Painter of plaque: Nicolas-Marie Moriot (French, active 1828–48); Painter of enamels: Jacob Meyer-Heine (French, 1805–1879)
France; Sèvres
Hard-paste porcelain with gilt-bronze, enamel, and biscuit porcelain frame
19 3/8 x 17 1/2 in. (49.1 x 44.5 cm)
Purchase, The Isaacson-Draper Foundation Gift, 2007 (2007.221)
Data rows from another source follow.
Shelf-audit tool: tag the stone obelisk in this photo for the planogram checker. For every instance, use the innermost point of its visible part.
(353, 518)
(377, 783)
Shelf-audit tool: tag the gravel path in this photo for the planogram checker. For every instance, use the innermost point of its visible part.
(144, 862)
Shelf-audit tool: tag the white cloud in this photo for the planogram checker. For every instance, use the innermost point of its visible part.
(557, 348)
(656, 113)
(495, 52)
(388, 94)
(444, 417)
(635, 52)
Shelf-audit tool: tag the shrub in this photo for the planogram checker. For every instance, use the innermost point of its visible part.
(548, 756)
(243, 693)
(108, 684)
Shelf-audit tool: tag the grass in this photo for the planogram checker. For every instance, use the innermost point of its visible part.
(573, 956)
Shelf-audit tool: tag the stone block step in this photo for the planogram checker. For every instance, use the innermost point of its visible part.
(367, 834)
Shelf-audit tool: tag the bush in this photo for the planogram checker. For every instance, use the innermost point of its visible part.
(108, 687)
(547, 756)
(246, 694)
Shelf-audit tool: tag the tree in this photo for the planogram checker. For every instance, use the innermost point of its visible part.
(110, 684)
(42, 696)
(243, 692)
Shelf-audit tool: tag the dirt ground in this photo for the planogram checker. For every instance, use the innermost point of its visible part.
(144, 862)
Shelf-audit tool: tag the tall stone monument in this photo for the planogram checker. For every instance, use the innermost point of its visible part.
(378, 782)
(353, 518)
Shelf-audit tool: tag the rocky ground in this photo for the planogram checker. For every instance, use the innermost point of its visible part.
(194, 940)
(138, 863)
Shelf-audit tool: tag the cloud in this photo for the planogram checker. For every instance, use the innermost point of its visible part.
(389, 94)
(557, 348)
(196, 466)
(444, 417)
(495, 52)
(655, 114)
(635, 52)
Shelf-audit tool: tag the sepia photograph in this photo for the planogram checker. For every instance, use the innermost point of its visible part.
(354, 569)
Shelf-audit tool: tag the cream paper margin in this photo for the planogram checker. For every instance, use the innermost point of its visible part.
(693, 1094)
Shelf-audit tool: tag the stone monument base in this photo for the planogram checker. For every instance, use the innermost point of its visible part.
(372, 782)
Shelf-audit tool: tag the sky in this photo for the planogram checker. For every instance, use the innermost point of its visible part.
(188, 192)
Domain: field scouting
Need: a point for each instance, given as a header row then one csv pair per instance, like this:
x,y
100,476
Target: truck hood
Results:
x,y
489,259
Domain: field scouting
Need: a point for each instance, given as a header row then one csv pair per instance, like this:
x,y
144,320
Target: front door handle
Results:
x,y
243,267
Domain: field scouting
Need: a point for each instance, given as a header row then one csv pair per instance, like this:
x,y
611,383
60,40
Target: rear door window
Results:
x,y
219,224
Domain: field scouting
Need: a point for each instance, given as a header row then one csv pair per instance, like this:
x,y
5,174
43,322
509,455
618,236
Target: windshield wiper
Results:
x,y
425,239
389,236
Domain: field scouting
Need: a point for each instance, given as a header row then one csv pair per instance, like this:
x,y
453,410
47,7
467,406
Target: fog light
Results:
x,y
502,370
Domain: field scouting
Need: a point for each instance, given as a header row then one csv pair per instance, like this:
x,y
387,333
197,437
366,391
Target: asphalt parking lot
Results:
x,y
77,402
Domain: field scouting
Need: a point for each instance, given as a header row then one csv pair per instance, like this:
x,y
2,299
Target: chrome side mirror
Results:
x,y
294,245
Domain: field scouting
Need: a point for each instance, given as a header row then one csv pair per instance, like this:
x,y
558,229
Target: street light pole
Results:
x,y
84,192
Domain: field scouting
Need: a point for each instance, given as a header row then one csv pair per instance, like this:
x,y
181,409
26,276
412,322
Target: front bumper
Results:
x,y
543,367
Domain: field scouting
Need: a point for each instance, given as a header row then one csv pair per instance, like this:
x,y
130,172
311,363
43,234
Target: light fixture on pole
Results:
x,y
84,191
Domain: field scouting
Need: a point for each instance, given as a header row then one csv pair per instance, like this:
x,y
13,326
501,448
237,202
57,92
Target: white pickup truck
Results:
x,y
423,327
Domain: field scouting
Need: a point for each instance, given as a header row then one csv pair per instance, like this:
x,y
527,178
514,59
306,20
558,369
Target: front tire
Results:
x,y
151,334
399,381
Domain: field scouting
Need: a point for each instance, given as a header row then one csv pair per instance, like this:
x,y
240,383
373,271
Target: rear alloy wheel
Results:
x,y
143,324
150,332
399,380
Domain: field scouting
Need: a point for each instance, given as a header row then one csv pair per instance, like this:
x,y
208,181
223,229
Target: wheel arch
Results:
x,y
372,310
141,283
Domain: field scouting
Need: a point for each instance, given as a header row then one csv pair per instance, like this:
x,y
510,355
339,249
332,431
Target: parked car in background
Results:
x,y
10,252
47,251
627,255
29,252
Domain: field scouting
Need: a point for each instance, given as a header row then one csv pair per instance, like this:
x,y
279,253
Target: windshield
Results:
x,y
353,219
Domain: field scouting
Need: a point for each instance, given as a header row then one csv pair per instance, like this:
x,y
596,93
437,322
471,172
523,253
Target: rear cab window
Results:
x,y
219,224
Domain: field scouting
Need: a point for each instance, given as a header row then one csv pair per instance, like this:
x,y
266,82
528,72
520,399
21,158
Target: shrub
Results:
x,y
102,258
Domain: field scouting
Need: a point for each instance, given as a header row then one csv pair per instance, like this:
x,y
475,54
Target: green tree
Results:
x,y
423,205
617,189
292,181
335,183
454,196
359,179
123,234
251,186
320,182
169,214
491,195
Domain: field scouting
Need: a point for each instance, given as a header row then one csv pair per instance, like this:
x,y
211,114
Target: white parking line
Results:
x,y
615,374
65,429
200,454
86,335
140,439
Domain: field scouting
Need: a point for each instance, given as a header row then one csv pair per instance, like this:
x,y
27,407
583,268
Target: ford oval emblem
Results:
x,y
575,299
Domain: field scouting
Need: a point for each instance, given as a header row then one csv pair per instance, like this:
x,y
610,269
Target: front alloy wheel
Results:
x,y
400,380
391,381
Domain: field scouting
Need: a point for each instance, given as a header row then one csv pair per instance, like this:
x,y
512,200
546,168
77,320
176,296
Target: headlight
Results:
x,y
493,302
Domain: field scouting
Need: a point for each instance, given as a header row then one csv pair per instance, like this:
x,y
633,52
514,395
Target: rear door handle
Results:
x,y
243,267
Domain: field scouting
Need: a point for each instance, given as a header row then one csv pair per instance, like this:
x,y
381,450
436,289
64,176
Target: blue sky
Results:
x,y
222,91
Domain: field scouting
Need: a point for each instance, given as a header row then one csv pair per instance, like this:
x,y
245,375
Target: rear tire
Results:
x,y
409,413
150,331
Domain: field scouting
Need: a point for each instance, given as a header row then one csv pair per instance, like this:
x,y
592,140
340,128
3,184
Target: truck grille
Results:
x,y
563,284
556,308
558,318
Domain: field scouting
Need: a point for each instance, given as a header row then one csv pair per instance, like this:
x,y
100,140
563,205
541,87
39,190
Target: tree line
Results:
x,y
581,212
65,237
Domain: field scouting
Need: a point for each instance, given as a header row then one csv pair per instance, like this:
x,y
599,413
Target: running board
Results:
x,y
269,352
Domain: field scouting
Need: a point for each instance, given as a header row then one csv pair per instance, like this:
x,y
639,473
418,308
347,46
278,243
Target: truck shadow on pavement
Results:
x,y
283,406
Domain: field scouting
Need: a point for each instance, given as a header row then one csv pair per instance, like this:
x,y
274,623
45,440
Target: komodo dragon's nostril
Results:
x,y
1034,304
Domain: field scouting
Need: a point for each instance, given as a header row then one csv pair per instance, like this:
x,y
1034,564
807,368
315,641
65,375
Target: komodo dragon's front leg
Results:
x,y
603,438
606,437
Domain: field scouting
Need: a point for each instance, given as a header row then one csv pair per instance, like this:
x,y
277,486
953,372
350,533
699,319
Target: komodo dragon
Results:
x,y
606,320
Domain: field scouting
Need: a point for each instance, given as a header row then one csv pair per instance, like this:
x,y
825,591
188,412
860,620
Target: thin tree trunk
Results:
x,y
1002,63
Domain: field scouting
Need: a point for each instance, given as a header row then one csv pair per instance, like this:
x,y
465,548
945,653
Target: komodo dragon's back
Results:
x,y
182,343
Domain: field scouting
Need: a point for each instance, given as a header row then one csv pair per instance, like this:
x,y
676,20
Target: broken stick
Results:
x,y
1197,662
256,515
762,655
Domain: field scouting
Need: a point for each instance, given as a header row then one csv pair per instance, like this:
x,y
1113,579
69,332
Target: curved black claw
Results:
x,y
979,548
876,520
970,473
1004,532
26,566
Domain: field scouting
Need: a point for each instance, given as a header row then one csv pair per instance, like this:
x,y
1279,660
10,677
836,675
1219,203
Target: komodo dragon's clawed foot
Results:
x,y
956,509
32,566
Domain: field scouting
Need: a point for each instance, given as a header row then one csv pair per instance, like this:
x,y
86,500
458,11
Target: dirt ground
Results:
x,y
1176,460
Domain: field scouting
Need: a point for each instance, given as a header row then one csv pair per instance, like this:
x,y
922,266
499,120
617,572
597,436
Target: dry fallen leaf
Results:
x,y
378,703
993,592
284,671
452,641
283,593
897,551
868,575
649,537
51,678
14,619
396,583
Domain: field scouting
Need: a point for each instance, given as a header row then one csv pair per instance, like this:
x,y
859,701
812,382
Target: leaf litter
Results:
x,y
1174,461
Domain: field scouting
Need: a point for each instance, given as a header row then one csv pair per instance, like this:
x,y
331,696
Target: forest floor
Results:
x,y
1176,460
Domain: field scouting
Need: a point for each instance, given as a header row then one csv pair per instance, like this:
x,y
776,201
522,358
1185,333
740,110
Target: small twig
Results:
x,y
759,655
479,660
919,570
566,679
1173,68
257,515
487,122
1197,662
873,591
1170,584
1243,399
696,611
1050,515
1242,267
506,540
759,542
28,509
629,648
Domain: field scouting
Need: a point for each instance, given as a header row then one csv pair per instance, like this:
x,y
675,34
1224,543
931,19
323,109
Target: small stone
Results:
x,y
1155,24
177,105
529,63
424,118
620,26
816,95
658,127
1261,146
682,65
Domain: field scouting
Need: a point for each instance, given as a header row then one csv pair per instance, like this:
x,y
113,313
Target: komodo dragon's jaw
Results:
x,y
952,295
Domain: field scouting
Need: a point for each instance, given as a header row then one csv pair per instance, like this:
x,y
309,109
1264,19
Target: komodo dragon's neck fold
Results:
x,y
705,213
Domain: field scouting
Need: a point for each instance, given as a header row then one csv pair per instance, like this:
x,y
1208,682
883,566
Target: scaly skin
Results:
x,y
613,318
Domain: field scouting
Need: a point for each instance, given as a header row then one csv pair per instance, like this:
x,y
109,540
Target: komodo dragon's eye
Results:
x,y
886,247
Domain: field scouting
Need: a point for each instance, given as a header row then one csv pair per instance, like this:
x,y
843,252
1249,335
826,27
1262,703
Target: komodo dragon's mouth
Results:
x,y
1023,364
This framed Sèvres plaque is one of the most ambitious and original works of art produced in the Renaissance Revival style of mid-nineteenth-century France. Both the plaque and the elaborate frame pay homage to the flourishing of the decorative arts that took place during the French Renaissance. The scene on the plaque, by Nicolas-Marie Moriot after a painting by Charles Alexandre Debacq (18041853), portrays the Renaissance pottery Bernard Palissy burning the furniture in his house to fire his kiln. The oval enamel-on-copper plaques that decorate the frame depict events from Palissy's life, and their grisaille decoration evokes Limoges enamels of the sixteenth century. The plaques were painted by Jacob Meyer-Heine, who was named head of the recently established enamel workshop at Sèvres in 1840. The dragons entwined with strapwork on the gilt-bronze frame by Armande Feuchère are drawn from the architectural vocabulary of the French Renaissance, and the biscuit porcelain figures modeled by Jean-Baptiste-Jules Klagmann (18101867) recall the stucco decoration of the Galerie François I at Fontainebleau, the supreme example of Renaissance art in France. The designs and molds for this plaque are preserved at the Sèvres manufactory.